Union leaders said the airline, based in Arlington, Va.,
had presented them with the outline of a business plan at a
December board meeting that called for cost cuts of $200
million to $300 million, in part through wage and benefit
concessions.

Before they could participate, the union leaders said the
carrier would have to streamline its operations further. A
spokesman for the Air Line Pilots Association, Jack
Steffan, said further cuts would do no good unless
management changed the way the airline was run.

A spokesman for the Association of Flight Attendants, Jeff
Zack, added that US Airways needed to revamp a wide range
of practices including its schedules, the way it assigns
employees and the prices it pays for fuel. "It's
disingenuous of them to say they need cuts from workers to
save the airline," Mr. Zack said.

Mr. Steffan, whose union has called for the ouster of US
Airways' chief executive, David N. Siegel, said that "if
throwing money at this management would solve the problem,
we would do it in a heartbeat."

Mr. Bronner said the airline would prefer that the unions
cooperate in its efforts to cut costs. "If that's not going
to work,'' he said, "you have to put everything you can on
the table and say, 'How do we maximize the assets we've
got?' ''

Mr. Bronner acknowledged that there appeared to be a
standoff.

"You have to have a buy in for everybody's survival," he
continued. "Instead of management and labor working
together, it's like two people that are frozen and with
their fingers pointed at each other."

He said the cost cuts were critical for US Airways to meet
the terms of the government-backed loans. The first
payments are due in June. Under terms of the loan
guarantees, awarded by the Air Transportation Stabilization
Board, the carrier needs to have $1 billion in cash on hand
and to comply with several other requirements.
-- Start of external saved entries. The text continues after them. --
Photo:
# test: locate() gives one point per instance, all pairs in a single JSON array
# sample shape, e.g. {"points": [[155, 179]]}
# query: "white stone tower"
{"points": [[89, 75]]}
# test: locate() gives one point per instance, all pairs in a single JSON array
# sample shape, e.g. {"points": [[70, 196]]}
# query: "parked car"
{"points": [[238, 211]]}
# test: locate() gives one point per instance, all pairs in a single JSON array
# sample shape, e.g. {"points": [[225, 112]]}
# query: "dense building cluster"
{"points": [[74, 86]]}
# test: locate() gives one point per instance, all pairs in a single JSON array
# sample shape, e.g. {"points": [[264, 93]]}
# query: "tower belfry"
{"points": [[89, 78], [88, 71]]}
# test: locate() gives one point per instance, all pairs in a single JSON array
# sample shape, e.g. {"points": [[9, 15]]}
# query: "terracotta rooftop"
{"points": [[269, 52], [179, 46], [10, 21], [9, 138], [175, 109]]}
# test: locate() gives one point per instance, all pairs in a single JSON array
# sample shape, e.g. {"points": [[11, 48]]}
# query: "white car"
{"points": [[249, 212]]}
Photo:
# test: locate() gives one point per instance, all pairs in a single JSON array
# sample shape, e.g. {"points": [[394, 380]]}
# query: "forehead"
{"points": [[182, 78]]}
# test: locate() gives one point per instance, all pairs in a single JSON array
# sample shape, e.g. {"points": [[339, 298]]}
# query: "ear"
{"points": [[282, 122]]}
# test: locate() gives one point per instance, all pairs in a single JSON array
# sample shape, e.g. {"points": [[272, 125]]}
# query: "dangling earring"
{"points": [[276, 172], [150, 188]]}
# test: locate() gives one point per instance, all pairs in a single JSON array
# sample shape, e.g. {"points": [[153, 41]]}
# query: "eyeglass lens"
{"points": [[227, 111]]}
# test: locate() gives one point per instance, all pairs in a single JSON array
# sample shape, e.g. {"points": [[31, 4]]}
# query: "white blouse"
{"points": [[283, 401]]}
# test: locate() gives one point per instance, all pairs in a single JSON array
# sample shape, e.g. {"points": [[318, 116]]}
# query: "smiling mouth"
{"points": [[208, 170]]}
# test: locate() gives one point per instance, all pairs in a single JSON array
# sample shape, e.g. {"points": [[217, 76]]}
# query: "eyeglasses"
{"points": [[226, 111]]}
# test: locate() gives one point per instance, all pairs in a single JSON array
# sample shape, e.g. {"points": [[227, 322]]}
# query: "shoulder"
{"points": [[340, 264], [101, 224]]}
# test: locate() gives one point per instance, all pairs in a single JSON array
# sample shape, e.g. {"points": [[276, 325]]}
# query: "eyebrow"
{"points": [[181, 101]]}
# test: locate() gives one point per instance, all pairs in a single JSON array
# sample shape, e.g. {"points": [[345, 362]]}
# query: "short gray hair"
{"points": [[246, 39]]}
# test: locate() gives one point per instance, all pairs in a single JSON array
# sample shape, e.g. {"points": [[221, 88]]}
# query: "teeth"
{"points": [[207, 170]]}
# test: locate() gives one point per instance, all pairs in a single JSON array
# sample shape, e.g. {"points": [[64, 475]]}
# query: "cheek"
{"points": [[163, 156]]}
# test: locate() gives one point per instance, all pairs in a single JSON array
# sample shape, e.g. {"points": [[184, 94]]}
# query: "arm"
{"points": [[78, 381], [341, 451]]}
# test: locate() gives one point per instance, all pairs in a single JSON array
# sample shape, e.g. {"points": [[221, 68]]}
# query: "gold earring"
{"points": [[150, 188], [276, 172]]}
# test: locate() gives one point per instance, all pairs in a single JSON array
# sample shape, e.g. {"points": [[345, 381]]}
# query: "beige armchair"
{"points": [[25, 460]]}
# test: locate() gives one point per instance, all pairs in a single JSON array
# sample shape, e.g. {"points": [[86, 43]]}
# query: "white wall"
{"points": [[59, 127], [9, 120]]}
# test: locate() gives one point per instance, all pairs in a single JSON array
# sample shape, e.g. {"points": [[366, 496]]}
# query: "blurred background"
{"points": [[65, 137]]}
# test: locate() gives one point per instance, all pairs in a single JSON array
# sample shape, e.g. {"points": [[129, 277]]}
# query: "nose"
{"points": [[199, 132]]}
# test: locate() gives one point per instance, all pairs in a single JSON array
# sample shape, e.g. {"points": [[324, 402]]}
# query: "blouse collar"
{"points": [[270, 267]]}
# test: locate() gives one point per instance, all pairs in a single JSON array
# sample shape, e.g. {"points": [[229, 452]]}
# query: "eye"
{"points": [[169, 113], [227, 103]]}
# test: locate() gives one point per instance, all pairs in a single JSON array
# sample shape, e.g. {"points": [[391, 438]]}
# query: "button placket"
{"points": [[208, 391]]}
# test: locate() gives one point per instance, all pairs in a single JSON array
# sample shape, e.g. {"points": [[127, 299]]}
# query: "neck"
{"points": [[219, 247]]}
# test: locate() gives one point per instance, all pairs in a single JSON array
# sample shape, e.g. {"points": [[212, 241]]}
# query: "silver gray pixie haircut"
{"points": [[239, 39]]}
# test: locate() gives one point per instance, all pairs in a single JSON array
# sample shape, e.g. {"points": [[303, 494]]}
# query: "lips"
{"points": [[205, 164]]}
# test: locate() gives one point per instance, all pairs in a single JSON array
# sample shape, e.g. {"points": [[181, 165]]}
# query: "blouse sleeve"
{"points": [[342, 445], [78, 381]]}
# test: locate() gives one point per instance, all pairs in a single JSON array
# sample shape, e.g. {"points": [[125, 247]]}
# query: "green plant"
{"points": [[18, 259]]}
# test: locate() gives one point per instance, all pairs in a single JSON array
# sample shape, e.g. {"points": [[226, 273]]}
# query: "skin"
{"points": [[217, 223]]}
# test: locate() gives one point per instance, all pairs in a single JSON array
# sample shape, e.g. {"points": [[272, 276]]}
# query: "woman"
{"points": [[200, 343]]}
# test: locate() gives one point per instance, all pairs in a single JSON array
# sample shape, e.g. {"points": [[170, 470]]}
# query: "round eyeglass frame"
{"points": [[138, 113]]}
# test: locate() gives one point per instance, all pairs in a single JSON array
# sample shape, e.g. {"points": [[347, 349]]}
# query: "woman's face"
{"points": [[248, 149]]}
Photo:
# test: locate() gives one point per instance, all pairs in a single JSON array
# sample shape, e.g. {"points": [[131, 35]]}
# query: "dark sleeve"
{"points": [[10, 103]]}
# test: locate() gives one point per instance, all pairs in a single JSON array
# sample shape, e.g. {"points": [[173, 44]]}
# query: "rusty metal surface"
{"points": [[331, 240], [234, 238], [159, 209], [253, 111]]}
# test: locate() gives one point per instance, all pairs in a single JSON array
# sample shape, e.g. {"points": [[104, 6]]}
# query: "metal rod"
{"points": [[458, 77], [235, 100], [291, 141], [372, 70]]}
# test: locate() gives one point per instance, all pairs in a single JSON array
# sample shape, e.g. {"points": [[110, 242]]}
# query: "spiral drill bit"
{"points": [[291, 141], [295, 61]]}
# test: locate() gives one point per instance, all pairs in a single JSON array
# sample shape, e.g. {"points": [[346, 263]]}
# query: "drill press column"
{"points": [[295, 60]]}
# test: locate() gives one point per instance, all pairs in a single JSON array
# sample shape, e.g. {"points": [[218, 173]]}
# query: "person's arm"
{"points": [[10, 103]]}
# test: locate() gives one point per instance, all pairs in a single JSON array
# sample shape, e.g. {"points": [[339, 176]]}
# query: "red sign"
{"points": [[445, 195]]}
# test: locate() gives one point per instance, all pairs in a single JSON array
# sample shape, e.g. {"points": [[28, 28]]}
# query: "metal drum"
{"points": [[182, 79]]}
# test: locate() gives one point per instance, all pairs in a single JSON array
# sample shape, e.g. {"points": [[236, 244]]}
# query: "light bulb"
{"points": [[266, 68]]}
It has about that much now but is burning cash at the rate
of $1 million a day. A default would be the first by a
major airline on a government bailout since the loan board
was constituted after the attacks of September 2001.
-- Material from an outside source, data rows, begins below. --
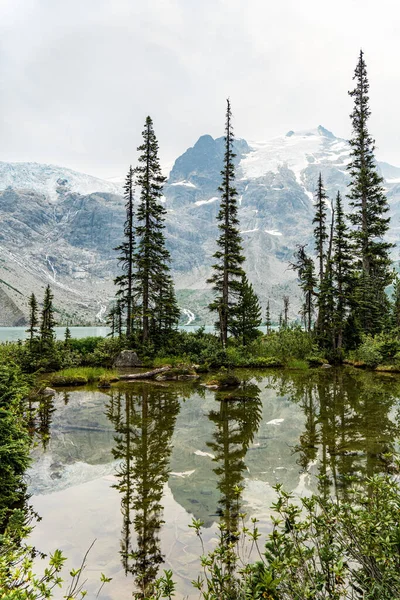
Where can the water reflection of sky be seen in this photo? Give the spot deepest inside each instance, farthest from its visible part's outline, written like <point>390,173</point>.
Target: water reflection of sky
<point>293,427</point>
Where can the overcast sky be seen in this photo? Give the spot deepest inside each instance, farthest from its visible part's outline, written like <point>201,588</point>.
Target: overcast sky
<point>78,77</point>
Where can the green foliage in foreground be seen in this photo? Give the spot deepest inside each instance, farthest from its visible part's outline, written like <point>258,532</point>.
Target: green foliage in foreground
<point>318,549</point>
<point>80,376</point>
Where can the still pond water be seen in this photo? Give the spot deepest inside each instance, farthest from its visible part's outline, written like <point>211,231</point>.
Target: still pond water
<point>131,466</point>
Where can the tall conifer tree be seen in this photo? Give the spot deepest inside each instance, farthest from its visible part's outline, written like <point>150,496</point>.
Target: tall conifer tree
<point>342,270</point>
<point>246,318</point>
<point>268,318</point>
<point>47,323</point>
<point>228,273</point>
<point>305,268</point>
<point>320,230</point>
<point>152,257</point>
<point>33,319</point>
<point>369,215</point>
<point>125,282</point>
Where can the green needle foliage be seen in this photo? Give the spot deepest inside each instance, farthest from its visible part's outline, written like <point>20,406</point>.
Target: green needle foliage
<point>228,272</point>
<point>47,323</point>
<point>369,215</point>
<point>125,281</point>
<point>246,317</point>
<point>152,278</point>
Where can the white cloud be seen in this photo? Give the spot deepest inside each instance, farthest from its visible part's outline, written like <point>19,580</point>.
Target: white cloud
<point>79,78</point>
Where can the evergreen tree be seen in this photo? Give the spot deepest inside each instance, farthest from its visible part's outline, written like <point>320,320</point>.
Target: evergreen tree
<point>111,321</point>
<point>228,272</point>
<point>396,303</point>
<point>369,215</point>
<point>246,318</point>
<point>33,319</point>
<point>320,231</point>
<point>286,303</point>
<point>125,282</point>
<point>326,296</point>
<point>67,336</point>
<point>304,266</point>
<point>342,271</point>
<point>166,314</point>
<point>268,318</point>
<point>152,257</point>
<point>47,323</point>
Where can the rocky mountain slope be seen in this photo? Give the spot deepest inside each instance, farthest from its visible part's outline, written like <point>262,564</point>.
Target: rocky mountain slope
<point>60,227</point>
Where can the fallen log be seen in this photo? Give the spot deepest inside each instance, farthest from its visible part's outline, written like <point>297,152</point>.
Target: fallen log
<point>146,375</point>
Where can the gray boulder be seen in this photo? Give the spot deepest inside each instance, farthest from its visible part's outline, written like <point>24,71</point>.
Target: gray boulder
<point>127,358</point>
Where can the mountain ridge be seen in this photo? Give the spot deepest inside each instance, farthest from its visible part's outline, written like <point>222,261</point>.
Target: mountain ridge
<point>58,233</point>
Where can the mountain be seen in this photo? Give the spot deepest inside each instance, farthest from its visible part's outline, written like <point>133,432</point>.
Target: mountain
<point>60,227</point>
<point>51,180</point>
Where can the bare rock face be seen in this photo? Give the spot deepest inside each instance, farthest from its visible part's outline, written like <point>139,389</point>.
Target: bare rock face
<point>127,358</point>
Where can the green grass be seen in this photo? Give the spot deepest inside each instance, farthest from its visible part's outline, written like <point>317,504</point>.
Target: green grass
<point>80,376</point>
<point>297,363</point>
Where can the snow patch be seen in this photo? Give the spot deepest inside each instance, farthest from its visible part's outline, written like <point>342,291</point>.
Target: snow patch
<point>184,183</point>
<point>183,473</point>
<point>201,453</point>
<point>273,232</point>
<point>190,315</point>
<point>210,201</point>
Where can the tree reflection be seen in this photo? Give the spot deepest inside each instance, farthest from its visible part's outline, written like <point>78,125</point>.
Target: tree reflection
<point>349,423</point>
<point>144,418</point>
<point>236,422</point>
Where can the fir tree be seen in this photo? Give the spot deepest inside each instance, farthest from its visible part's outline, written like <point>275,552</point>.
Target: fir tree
<point>152,257</point>
<point>246,318</point>
<point>268,319</point>
<point>33,319</point>
<point>304,266</point>
<point>47,323</point>
<point>320,231</point>
<point>369,215</point>
<point>342,271</point>
<point>326,295</point>
<point>125,282</point>
<point>396,303</point>
<point>67,336</point>
<point>111,321</point>
<point>228,272</point>
<point>286,303</point>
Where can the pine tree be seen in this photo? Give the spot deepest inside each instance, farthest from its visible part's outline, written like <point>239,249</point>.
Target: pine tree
<point>342,270</point>
<point>320,231</point>
<point>228,272</point>
<point>369,215</point>
<point>286,303</point>
<point>125,282</point>
<point>166,313</point>
<point>326,295</point>
<point>152,257</point>
<point>47,323</point>
<point>111,321</point>
<point>396,303</point>
<point>67,336</point>
<point>268,319</point>
<point>304,266</point>
<point>33,319</point>
<point>246,317</point>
Before allowing a default, Mr. Bronner said, the airline
would try to renegotiate its commitments with the Air
Transportation Stabilization Board. A spokeswoman for the
loan board said it had not been contacted by US Airways.
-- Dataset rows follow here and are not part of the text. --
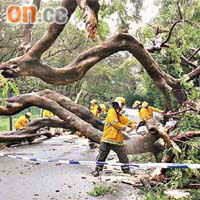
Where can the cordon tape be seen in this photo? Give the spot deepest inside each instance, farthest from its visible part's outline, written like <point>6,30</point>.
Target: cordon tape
<point>88,163</point>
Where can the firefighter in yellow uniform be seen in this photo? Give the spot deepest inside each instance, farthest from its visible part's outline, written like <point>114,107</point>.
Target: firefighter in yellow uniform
<point>47,114</point>
<point>94,107</point>
<point>150,110</point>
<point>102,112</point>
<point>23,121</point>
<point>112,138</point>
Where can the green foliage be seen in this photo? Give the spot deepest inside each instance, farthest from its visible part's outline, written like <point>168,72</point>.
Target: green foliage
<point>189,121</point>
<point>100,190</point>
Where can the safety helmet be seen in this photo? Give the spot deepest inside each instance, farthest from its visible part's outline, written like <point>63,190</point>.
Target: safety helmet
<point>93,101</point>
<point>136,104</point>
<point>29,114</point>
<point>120,100</point>
<point>103,107</point>
<point>145,104</point>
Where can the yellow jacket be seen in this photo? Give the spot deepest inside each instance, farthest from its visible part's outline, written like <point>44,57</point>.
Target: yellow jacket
<point>94,110</point>
<point>47,114</point>
<point>21,122</point>
<point>143,114</point>
<point>113,127</point>
<point>150,110</point>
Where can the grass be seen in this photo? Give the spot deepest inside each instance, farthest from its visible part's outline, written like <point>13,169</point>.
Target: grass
<point>100,190</point>
<point>4,121</point>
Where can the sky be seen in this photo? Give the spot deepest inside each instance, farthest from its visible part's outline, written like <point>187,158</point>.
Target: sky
<point>149,11</point>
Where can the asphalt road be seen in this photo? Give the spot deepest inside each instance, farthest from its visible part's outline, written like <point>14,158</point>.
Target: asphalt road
<point>29,180</point>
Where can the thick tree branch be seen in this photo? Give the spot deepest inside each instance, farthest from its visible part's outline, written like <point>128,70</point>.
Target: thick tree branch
<point>54,31</point>
<point>27,35</point>
<point>29,66</point>
<point>90,10</point>
<point>16,104</point>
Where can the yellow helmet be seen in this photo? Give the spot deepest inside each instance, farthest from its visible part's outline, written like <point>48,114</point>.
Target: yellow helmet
<point>145,104</point>
<point>120,99</point>
<point>136,104</point>
<point>103,107</point>
<point>93,101</point>
<point>29,114</point>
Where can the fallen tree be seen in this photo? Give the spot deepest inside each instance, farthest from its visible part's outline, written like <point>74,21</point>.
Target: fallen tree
<point>74,115</point>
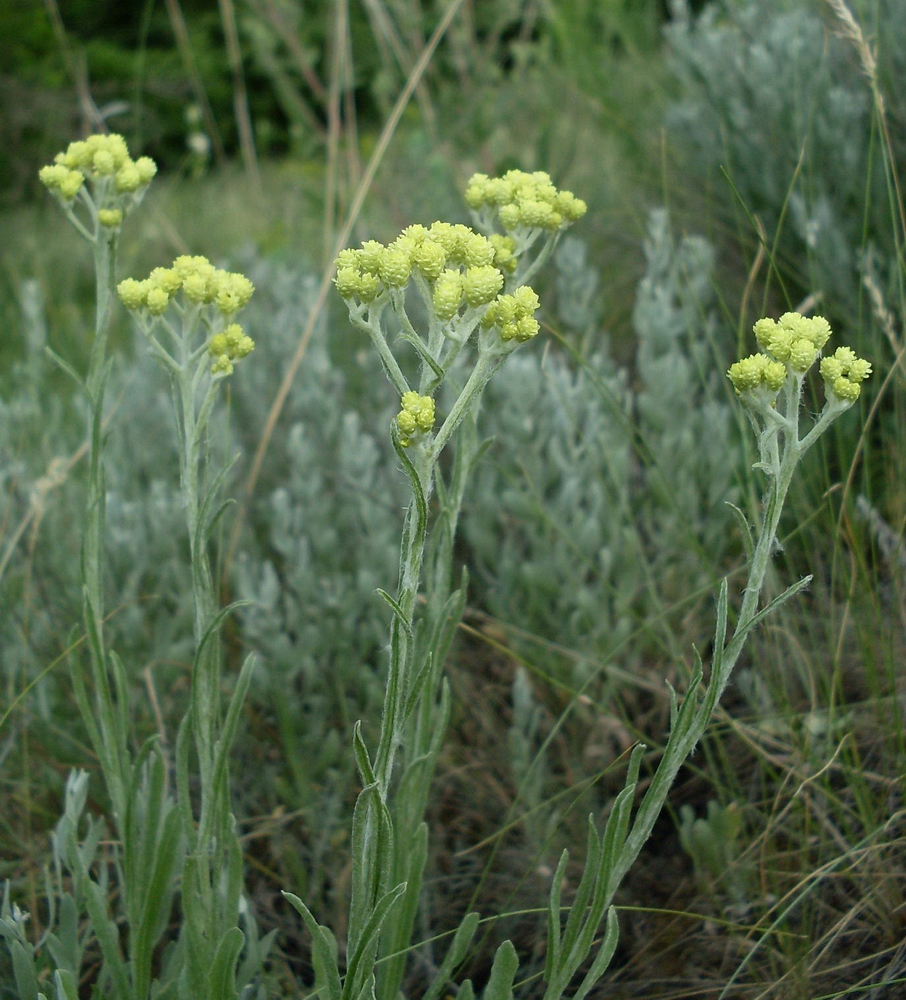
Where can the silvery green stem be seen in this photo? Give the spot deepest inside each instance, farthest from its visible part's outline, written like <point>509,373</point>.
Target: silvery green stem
<point>107,724</point>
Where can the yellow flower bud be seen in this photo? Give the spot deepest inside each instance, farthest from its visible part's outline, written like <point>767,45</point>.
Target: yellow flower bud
<point>480,285</point>
<point>394,268</point>
<point>429,258</point>
<point>157,301</point>
<point>71,184</point>
<point>448,292</point>
<point>146,169</point>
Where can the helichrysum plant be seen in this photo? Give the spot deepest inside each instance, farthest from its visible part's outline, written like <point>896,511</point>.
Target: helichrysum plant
<point>472,289</point>
<point>482,294</point>
<point>163,842</point>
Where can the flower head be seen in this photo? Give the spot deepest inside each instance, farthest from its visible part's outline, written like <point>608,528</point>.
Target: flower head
<point>523,200</point>
<point>416,418</point>
<point>193,286</point>
<point>792,344</point>
<point>100,168</point>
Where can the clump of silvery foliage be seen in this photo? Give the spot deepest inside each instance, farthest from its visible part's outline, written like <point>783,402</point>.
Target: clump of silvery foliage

Last month, Mr. Siegel said the airline was being forced to
revise the business plan submitted with its federal loan
application because of the threat posed by low-fare
airlines like Southwest, AirTran and JetBlue. He
specifically cited Southwest Airlines' decision to begin
service in May from Philadelphia.

Analysts have questioned why US Airways was caught off
guard by the discounters, which have doubled their share of
the domestic travel market, in terms of passengers carried,
over the last two years.

Yesterday, Mr. Bronner said that of greater concern was a
raft of plane orders placed during 2003 by JetBlue Airways,
as well as others.

"They were a pesky mosquito and they've developed into a
huge bumblebee," he said.

A sale of major assets would presumably be a faster and
easier way for US Airways to raise funds than to seek cuts
from its unions. Carriers that might be interested in the
US Airways Shuttle include American Airlines, which has
long wanted such an operation, and JetBlue, which is on an
aggressive expansion drive.

A spokesman for JetBlue declined to comment. Al Becker, a
spokesman for American, said the airline was pursuing its
own growth strategy on the East Coast, where it has
recently expanded flights between Washington Dulles and New
York, using regional jets.

Industry analysts said US Airways would have a tough time
selling a hub, especially Pittsburgh, which has been
heavily dependent on US Airways' business. This week, the
airline renegotiated a deal for 10 gates at Pittsburgh
through 2008 while retaining its remaining 49 gates there
month to month. That arrangement would make it relatively
simple for US Airways to hand over its gates to another
carrier.

But the low-fare airlines operate on a point-to-point
system, rather than the hub-and-spoke model favored by the
major carriers, making Pittsburgh a tough sell, said Kevin
P. Mitchell, chairman of the Business Travel Coalition.

"I don't think there's an airline standing that would have
the resources to develop Pittsburgh if US Airways were to
go out of there," Mr. Mitchell said.

Andrew Ross Sorkin contributed reporting for this article.